Melee bite +11 (2d8+6 plus poison)
Ranged electrical jolt +8 ranged touch (4d6 electricity)
Space 10 ft.; Reach 5 ft.
Special Attacks breath weapon (30-ft. line, 8d6 acid damage, Reflex DC 17 for half, usable every 1d4 rounds)
Str 18, Dex 13, Con 16, Int 3, Wis 11, Cha 5
Base Atk +8; CMB +13; CMD 24
Feats Cleave, Improved Overrun, Iron Will, Power Attack
Skills Perception +11, Stealth -3 (+13 in deserts); Racial Modifiers +16 Stealth in deserts or rocky areas
Languages Terran (cannot speak)
A death worm’s blood can corrode metal on contact. If a creature damages a death worm with a piercing or slashing weapon made of metal, the creature’s blood deals 3d6 points of acid damage to the metal weapon (unlike most forms of energy damage, this damage is not halved when applied to a metal object, although it does still have to penetrate the metal’s hardness).

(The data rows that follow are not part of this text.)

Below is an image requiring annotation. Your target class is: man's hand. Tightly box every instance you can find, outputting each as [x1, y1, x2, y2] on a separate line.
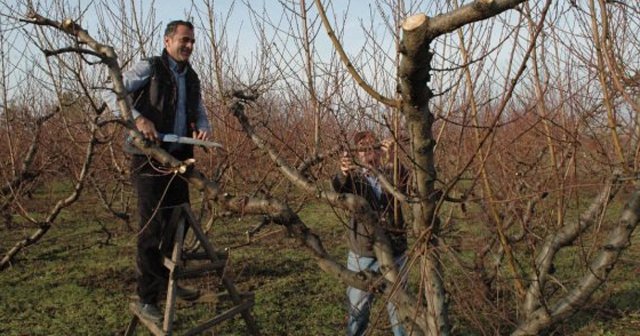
[340, 151, 357, 176]
[380, 138, 395, 162]
[135, 116, 158, 142]
[192, 129, 210, 141]
[380, 138, 394, 153]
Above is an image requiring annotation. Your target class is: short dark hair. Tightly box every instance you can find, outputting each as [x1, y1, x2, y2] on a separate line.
[353, 130, 377, 145]
[164, 20, 194, 37]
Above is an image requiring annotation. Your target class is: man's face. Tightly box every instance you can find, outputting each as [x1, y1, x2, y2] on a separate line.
[357, 134, 380, 166]
[164, 24, 195, 63]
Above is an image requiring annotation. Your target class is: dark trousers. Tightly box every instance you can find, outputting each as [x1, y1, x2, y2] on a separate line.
[131, 155, 190, 304]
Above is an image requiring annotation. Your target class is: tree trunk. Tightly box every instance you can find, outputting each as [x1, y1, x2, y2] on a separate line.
[400, 13, 449, 336]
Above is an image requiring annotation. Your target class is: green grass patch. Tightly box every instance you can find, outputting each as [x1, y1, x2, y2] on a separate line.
[1, 190, 639, 335]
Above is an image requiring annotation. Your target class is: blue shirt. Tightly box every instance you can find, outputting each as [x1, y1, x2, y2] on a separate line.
[363, 169, 382, 200]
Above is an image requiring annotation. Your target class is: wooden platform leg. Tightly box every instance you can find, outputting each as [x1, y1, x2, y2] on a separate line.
[124, 315, 139, 336]
[127, 203, 261, 336]
[182, 205, 261, 336]
[163, 211, 186, 334]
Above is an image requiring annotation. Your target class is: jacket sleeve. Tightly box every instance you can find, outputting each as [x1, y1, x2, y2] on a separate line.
[194, 99, 212, 134]
[101, 59, 153, 120]
[332, 172, 354, 193]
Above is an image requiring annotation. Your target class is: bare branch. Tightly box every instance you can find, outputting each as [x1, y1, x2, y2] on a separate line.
[314, 0, 400, 108]
[423, 0, 528, 39]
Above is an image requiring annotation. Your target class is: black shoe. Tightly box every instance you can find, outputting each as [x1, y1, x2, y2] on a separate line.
[176, 285, 200, 301]
[136, 301, 162, 323]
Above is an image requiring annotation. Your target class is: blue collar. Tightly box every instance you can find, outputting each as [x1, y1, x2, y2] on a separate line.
[166, 55, 187, 75]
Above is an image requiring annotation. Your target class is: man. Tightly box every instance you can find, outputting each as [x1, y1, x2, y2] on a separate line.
[103, 20, 211, 323]
[332, 130, 409, 336]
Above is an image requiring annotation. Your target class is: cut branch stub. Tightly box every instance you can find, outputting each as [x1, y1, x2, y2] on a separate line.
[402, 14, 428, 32]
[399, 15, 433, 111]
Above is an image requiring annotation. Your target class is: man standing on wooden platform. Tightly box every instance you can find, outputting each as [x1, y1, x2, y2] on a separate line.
[104, 20, 211, 323]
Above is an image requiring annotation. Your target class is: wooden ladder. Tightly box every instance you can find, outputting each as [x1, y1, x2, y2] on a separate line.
[124, 203, 260, 335]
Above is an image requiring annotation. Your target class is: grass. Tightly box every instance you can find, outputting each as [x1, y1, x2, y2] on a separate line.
[1, 217, 134, 335]
[1, 190, 639, 335]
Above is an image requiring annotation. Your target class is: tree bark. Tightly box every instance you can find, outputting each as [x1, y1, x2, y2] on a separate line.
[400, 13, 447, 335]
[515, 180, 640, 335]
[398, 2, 529, 334]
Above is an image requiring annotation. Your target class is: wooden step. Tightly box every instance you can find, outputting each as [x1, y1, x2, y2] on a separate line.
[182, 250, 229, 261]
[127, 203, 260, 335]
[128, 302, 166, 336]
[216, 290, 255, 302]
[173, 260, 228, 279]
[163, 257, 177, 272]
[183, 299, 255, 336]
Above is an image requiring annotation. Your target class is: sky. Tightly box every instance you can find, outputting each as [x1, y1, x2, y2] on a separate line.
[0, 0, 382, 103]
[1, 0, 431, 110]
[0, 0, 545, 107]
[79, 0, 377, 62]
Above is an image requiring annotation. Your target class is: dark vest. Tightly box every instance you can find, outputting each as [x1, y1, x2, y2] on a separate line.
[131, 50, 201, 160]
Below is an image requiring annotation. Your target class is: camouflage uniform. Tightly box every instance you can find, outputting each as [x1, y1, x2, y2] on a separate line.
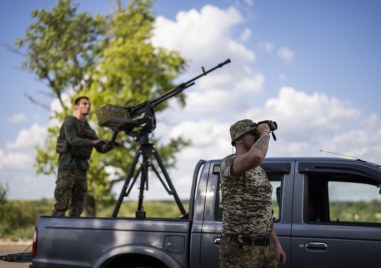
[219, 119, 278, 268]
[52, 116, 113, 217]
[53, 169, 87, 217]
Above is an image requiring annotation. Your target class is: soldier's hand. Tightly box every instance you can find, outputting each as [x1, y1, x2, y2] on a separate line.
[257, 123, 271, 135]
[108, 137, 123, 148]
[91, 139, 108, 146]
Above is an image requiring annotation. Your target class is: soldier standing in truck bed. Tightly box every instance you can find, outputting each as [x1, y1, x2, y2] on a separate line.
[52, 96, 116, 217]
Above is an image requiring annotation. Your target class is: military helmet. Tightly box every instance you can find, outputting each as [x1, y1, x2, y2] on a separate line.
[230, 119, 256, 145]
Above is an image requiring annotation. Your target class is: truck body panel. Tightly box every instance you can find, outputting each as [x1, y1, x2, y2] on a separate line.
[32, 217, 190, 267]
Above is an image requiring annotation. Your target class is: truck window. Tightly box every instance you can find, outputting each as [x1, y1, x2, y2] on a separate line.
[328, 181, 381, 224]
[305, 174, 381, 225]
[215, 174, 283, 222]
[267, 173, 283, 222]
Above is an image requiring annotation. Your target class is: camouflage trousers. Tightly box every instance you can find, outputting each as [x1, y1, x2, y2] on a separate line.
[52, 169, 87, 217]
[219, 235, 278, 268]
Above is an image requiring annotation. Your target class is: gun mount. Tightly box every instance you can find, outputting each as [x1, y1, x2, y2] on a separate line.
[95, 59, 231, 218]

The weapon’s wielder can halve the damage the weapon takes by making a successful DC 17 Reflex save. Creatures made of metal that deal slashing or piercing damage to a death worm with a natural attack take 3d6 points of acid damage (a DC 17 Reflex save halves this damage). The corrosive elements of the blood fade 1 round after it leaves the worm’s body or the worm dies. The save DC is Constitution-based.

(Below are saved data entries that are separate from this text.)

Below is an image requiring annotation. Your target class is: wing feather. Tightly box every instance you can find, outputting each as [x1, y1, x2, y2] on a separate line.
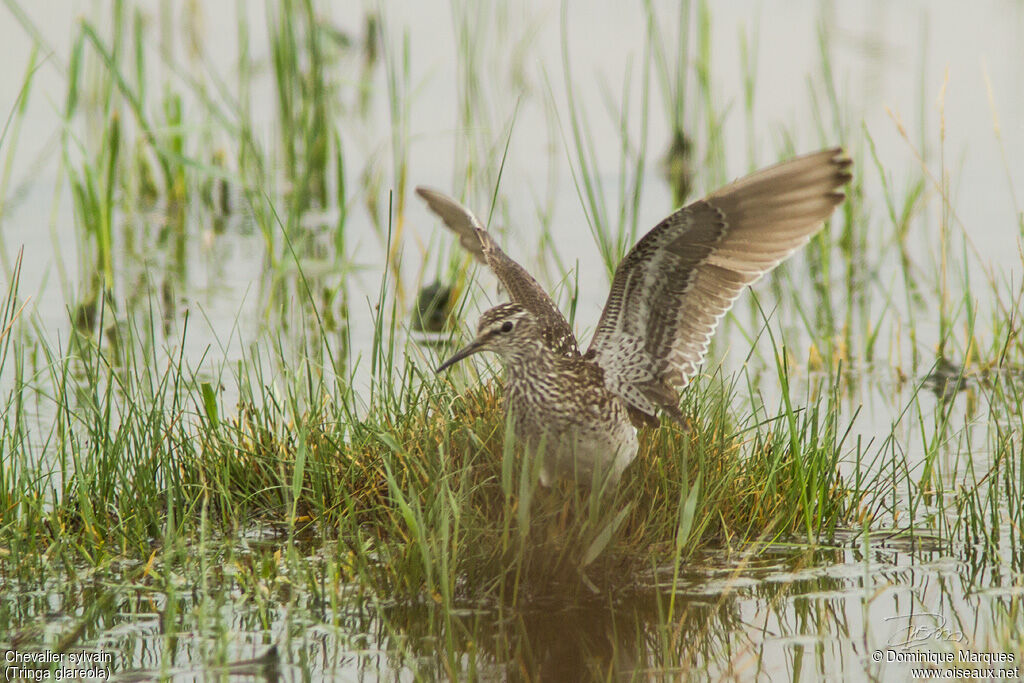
[587, 148, 852, 420]
[416, 187, 580, 357]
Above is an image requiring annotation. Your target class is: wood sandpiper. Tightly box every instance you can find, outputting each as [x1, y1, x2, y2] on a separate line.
[418, 148, 852, 487]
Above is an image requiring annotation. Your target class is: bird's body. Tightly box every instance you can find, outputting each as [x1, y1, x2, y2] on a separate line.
[419, 148, 851, 487]
[495, 305, 638, 485]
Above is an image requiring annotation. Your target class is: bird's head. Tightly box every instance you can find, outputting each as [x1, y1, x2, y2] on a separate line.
[436, 302, 540, 372]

A death worm can fire a jolt of electricity from its mouth as a standard action. The range increment for this ranged touch attack is 60 feet.

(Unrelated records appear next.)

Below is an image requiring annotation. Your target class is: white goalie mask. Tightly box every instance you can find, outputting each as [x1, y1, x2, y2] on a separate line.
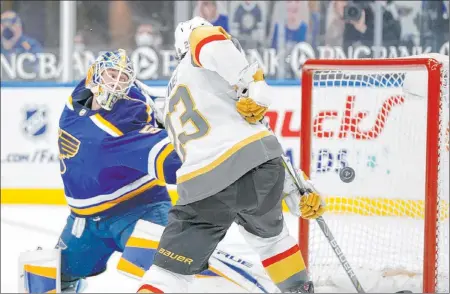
[85, 49, 136, 110]
[174, 16, 212, 60]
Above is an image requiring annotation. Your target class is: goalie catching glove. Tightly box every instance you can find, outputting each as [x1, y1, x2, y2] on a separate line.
[235, 63, 270, 124]
[283, 170, 326, 219]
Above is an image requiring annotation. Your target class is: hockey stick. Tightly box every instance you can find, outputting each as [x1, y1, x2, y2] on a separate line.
[212, 249, 280, 293]
[260, 118, 366, 294]
[262, 120, 411, 294]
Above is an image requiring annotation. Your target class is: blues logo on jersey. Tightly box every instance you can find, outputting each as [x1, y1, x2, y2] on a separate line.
[58, 129, 80, 174]
[58, 79, 181, 217]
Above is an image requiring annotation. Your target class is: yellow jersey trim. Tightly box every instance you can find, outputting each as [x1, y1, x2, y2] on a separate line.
[69, 179, 164, 215]
[156, 144, 175, 182]
[177, 130, 271, 184]
[189, 26, 230, 67]
[91, 113, 124, 137]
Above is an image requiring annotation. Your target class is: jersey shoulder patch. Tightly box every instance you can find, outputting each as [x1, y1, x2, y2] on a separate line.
[189, 26, 231, 67]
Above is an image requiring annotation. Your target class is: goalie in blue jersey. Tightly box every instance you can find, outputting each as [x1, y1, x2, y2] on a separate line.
[55, 49, 183, 292]
[19, 49, 181, 293]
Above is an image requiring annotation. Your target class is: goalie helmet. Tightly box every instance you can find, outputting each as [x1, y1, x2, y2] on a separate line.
[85, 49, 136, 110]
[174, 16, 212, 60]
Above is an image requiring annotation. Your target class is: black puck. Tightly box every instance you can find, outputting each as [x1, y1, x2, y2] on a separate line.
[340, 167, 355, 183]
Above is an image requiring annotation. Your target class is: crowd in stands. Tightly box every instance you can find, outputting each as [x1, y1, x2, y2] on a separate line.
[1, 0, 449, 80]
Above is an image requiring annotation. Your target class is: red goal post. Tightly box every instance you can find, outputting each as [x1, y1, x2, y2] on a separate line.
[299, 56, 448, 293]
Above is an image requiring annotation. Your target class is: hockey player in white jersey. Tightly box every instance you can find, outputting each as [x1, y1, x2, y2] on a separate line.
[138, 17, 325, 293]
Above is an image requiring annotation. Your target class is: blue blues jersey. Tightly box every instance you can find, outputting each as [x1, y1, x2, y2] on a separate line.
[0, 34, 43, 56]
[271, 23, 308, 50]
[58, 79, 181, 217]
[232, 4, 262, 35]
[1, 35, 43, 74]
[212, 14, 229, 32]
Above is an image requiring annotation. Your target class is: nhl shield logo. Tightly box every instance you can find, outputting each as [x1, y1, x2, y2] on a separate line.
[22, 106, 48, 138]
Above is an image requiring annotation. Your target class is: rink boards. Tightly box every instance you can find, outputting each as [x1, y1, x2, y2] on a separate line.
[0, 84, 302, 210]
[1, 82, 448, 219]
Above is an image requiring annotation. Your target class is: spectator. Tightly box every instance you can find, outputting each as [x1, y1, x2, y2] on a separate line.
[378, 1, 401, 47]
[109, 1, 133, 50]
[307, 1, 320, 47]
[325, 1, 400, 50]
[1, 10, 42, 56]
[394, 1, 421, 47]
[342, 1, 375, 48]
[110, 1, 174, 51]
[229, 1, 267, 50]
[420, 0, 449, 52]
[195, 1, 229, 32]
[134, 21, 163, 50]
[1, 10, 42, 79]
[271, 1, 309, 51]
[324, 1, 347, 47]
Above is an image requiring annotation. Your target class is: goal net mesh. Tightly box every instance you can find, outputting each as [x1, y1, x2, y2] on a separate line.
[304, 58, 449, 293]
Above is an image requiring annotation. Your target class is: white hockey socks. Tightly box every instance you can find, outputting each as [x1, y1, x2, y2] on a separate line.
[239, 222, 309, 292]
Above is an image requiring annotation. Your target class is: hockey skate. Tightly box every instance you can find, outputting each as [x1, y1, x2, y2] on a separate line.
[287, 281, 314, 293]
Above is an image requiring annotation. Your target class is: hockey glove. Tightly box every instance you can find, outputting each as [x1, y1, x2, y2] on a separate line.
[235, 68, 269, 124]
[283, 170, 326, 220]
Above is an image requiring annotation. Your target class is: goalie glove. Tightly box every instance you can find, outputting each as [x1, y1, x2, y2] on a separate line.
[235, 63, 270, 124]
[283, 170, 326, 220]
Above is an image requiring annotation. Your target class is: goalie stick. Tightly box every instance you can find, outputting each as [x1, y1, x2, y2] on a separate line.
[135, 80, 412, 294]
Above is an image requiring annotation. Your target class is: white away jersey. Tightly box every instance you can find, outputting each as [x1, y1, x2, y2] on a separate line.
[164, 29, 282, 204]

A death worm’s skin secretes a noxious, waxy substance. This venomous sheen poisons any creature that touches a death worm, either by making a successful attack with an unarmed strike or natural weapon or with a touch attack. A creature that grapples a death worm is also exposed to the creature’s venomous skin.
Environment warm deserts, plains, or hills
The reclusive death worm is much feared in the deserts, badlands, and steppes in which it dwells, for it brings to a battle multiple harrowing ways of inflicting death upon its foes—acid, lightning, poison, and its ravenous jaws. The creatures are remarkably good at hiding amid the sands and rocks of their favored terrain, and devilishly efficient at selecting foes that they can easily kill. This combination makes stories of these creatures hard to confirm, and in most urban centers, common wisdom is that the tales of death worms are fabrications— attempts to impress city folk or hallucinations born of too much drink.
A death worm is 15 feet long and weighs 1,200 pounds— although rumors of much larger death worms persist.